By Gloria Pazmino and Caroll Alvarado, CNN
(CNN) — A Palestinian student at Columbia University who was arrested at an interview for US citizenship will remain detained in Vermont after a judge ordered his attorneys and the Department of Justice to provide additional briefing papers to the court.
Attorneys for Mohsen Mahdawi and the Department of Justice presented oral arguments at a hearing before US District Judge Geoffrey Crawford on Wednesday as a large crowd of supporters gathered outside the court in Burlington, Vermont.
Mahdawi, who was born in the West Bank and helped organize protests against the Israel-Hamas war on Columbia’s campus last year, is one of a handful of students who have been targeted for deportation as part of the Trump administration’s immigration crackdown.
He is the second Palestinian student at Columbia with a green card who has been detained by immigration authorities for removal. The other is Mahmoud Khalil, a permanent US resident who was one of the lead negotiators of the pro-Palestinian protests at Columbia; he was arrested March 8 and is being held at a detention facility in Louisiana.
Federal immigration officers arrested Mahdawi, a legal permanent US resident for the past 10 years, on April 14 during an appointment he had previously scheduled to complete his citizenship application.
After Mahdawi took the citizenship oath and signed documents – which are some of the final steps to becoming a US citizen – armed and masked officers entered the office and arrested Mahdawi inside the US Citizenship and Immigration Services building, put him in handcuffs and shackles and drove him away, according to court documents and his attorneys.
Mahdawi has not been charged with a crime.
Mahdawi’s attorneys are seeking his release, arguing his detention is unconstitutional and retaliatory. The government has said Mahdawi should be deported under a provision of the Immigration and Nationality Act, which gives the secretary of state broad authority to decide whether a person should be removed from the country.
According to court documents, the government is arguing Mahdawi’s detention is a “constitutionally valid aspect of the deportation process,” The Associated Press reported.
The government is also challenging the court’s jurisdiction, saying it is barred from hearing challenges to how and when deportation proceedings are held.
“District courts play no role in that process,” wrote Michael Drescher, Vermont’s acting US attorney, adding the court has no jurisdiction in Mahdawi’s case.
In a letter written from inside the Northwest State Correctional Facility in Vermont, Mahdawi described his arrest as a kidnapping set up to take place during his naturalization interview. A copy of the letter was obtained by CNN.
“The Department of Homeland Security orchestrated a honey trap, offering me a long-awaited appointment for citizenship,” Mahdawi wrote.
Attorneys for Mahdawi wrote in court documents that immigration officers attempted to remove Mahdawi to Louisiana following his arrest, part of a pattern by the government to transfer detainees away from their home districts.
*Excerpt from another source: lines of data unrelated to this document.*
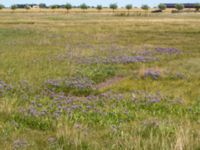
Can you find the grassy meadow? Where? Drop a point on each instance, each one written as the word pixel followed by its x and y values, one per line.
pixel 99 81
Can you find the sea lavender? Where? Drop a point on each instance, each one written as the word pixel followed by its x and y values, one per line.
pixel 153 74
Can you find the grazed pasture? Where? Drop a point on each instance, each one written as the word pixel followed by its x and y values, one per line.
pixel 96 81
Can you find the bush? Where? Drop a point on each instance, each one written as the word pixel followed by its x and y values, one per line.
pixel 1 6
pixel 83 6
pixel 145 7
pixel 68 6
pixel 54 6
pixel 13 7
pixel 42 5
pixel 162 6
pixel 129 6
pixel 99 7
pixel 113 7
pixel 179 7
pixel 27 7
pixel 197 6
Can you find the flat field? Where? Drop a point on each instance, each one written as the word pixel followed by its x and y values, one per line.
pixel 99 81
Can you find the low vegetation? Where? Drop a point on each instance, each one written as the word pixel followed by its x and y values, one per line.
pixel 98 81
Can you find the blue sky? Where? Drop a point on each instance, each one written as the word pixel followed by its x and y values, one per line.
pixel 95 2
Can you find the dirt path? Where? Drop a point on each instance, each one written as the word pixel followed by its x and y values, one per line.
pixel 109 82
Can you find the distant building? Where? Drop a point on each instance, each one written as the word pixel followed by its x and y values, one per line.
pixel 186 5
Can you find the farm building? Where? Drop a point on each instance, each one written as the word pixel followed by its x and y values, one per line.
pixel 186 5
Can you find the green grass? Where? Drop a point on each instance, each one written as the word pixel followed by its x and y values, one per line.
pixel 123 109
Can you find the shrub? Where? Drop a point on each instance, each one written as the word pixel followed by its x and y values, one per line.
pixel 68 6
pixel 42 5
pixel 113 6
pixel 1 6
pixel 162 6
pixel 145 7
pixel 27 7
pixel 128 7
pixel 13 7
pixel 54 6
pixel 179 7
pixel 197 6
pixel 83 6
pixel 99 7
Mahdawi, however, was stopped from being transferred after his attorneys quickly petitioned the court seeking his release.
A judge issued an order preventing his transfer across state lines approximately three hours after his detention.
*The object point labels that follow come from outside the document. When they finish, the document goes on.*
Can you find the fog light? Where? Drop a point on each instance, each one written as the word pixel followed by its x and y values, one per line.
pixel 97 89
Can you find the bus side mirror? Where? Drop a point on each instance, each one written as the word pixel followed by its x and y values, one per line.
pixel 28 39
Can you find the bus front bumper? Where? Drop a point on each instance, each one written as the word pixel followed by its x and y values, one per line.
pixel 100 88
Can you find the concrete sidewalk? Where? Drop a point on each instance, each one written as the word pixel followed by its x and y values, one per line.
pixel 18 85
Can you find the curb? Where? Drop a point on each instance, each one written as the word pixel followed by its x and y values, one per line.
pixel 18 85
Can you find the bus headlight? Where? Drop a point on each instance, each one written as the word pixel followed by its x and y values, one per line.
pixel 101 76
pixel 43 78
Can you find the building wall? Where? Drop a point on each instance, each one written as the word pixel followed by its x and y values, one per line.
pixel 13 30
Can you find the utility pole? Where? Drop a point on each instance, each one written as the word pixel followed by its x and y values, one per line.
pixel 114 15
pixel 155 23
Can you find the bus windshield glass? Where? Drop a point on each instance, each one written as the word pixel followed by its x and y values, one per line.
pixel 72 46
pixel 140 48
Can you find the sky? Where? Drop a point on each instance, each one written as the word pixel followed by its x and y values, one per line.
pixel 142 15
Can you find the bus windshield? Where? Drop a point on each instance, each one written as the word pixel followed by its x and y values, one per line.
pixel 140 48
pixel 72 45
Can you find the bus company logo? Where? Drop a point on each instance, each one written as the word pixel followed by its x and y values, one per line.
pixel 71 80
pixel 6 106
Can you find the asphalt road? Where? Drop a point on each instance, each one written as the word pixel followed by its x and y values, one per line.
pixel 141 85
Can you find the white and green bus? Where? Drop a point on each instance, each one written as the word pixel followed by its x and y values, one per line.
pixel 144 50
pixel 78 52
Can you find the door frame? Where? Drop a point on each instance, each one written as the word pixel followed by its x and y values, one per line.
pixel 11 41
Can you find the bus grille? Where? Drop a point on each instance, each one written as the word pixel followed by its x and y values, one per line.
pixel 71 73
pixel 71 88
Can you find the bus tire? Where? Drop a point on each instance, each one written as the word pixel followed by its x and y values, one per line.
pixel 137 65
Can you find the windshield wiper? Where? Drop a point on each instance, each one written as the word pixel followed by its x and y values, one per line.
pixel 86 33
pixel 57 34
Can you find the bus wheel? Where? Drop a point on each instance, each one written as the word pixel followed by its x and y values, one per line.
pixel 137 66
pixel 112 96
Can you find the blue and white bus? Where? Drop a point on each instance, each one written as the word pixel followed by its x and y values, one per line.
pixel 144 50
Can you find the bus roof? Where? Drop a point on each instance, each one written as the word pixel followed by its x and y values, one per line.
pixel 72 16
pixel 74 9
Mahdawi described it as “the flight that was supposed to steal me away like thieves in the middle of the day from Burlington, in my home state of Vermont, to Louisiana.”
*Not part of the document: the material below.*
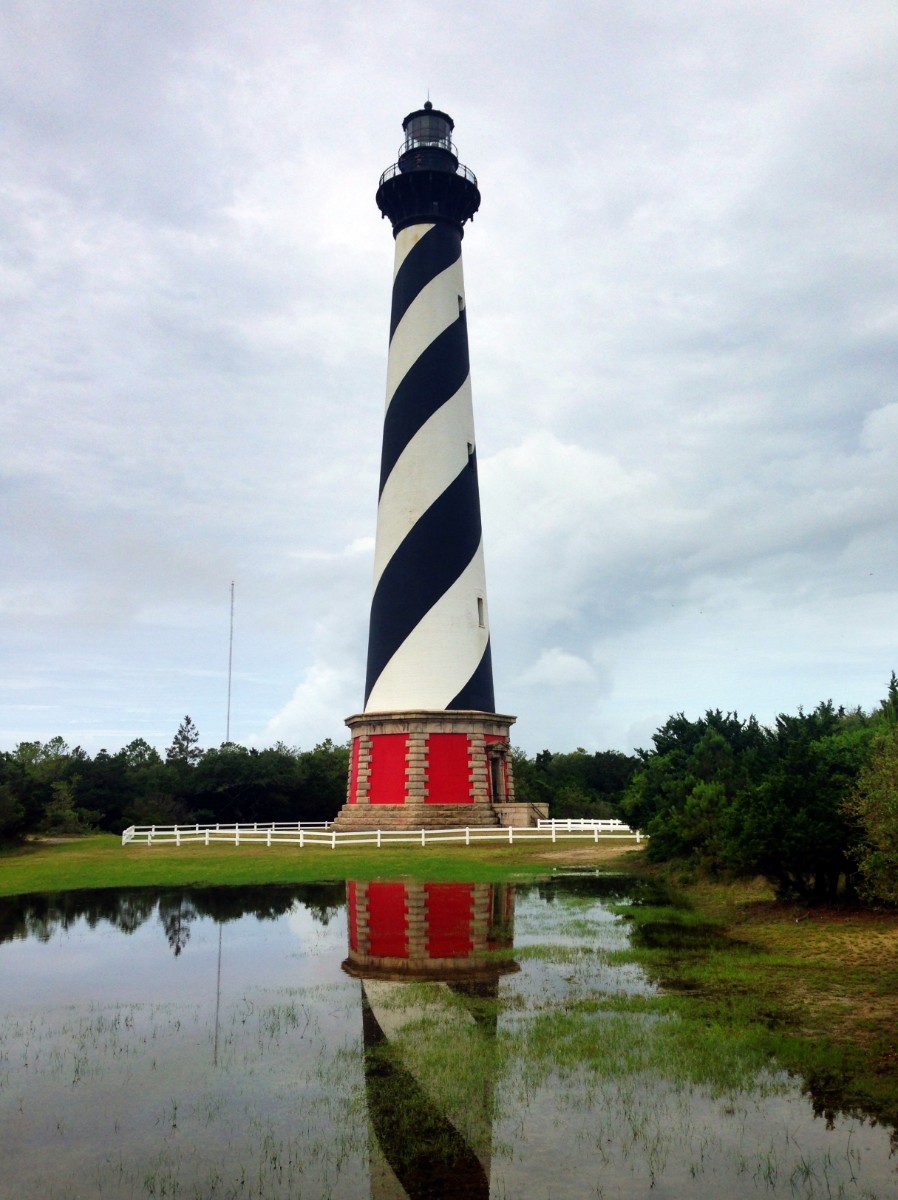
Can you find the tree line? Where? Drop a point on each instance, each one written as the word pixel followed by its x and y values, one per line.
pixel 52 789
pixel 809 802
According to Mahdawi’s attorneys, Crawford may rule later this week on whether the court has jurisdiction over matters that fall under the Immigration and Nationality Act.
The judge directed the parties to file additional briefs in the coming days and scheduled a hearing on the motion seeking Mahdawi’s release for next week, on April 30.
“We intend on being back in one week’s time to free Mohsen,” Luna Droubi, an attorney for Mahdawi, said after the hearing. “The government has provided no basis, whatsoever, other than an admission that they (detained Mohsen) on the basis of his speech.”
In the meantime, court documents show Mahdawi received a notice to appear for a hearing in immigration court in Louisiana on May 1.
The notice says Mahdawi is removable under the Immigration and Nationality Act because the secretary of state has determined his presence and activities “would have serious adverse foreign policy consequences and would compromise a compelling U.S. foreign policy interest.”
Democratic Sen. Peter Welch of Vermont met with Mahdawi on Monday and posted a video on X of them sitting together. Mahdawi, wearing a green prison uniform, thanked Welch and said his visit reassured him.
“I’m staying positive by reassuring myself in the ability of justice and the deep belief of democracy,” he said when Welch asked how he is doing. “This is the reason I wanted to become a citizen of this country because I believe in the principles of this country.